The Natural Dog Food Company is a producer of 100% natural holistic complete dog foods.

The Natural Dog Food Company sometimes referred to as "Natural Dog Food" or simply "Natural Dog", is a family-owned company based in the village of Heckington in the English county of Lincolnshire. The company was established in 2007 with the aim of producing an alternative to natural, home-prepared diets including the BARF diet.

Products 
Since the original all-in-one complete dry food was created in 2007, The Natural Dog Food Company has continued to develop its range of dry foods to include three types for adult dogs, two puppy foods, and a senior/light diet. In 2010, several new complete food varieties were trialed including a large bite variety and an active formula.
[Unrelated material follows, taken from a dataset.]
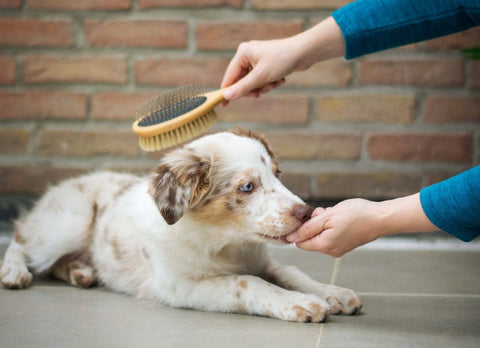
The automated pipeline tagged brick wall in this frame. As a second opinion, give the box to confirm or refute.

The company also produces its own range of 'Hearties' dog treats.  The company has recently expanded its product line to include natural cat foods.  They offer canned wet food for cats along with dry cat food which both feature 100% human-grade meats.

Ingredients 
The Natural Dog Food Company puts its emphasis on 100% natural ingredients. The company's primary USP is the inclusion of only natural vitamins through the use of a herbal premix. Natural vitamins are widely believed to be nutritionally superior to their synthetic counterparts which are extensively used in conventional pet foods.
 
Other ingredients include British chicken, lamb, turkey and salmon, whole brown rice, whole barley, whole oats, various vegetables, whole linseed, sugar beet, brewer's yeast and seaweed. The company does not use animal by-products or ingredients like corn, wheat, soy or dairy products which have been linked to food allergies and intolerances in dogs.

Grain Free range was added in 2019.

Name Changes 
In 2011, the brand name "All in One" was scheduled to be dropped in favor of the "Natural Dog Food Company" brand. At the same time "Hearties" treats will be renamed "Natural Dog Food Company Treats".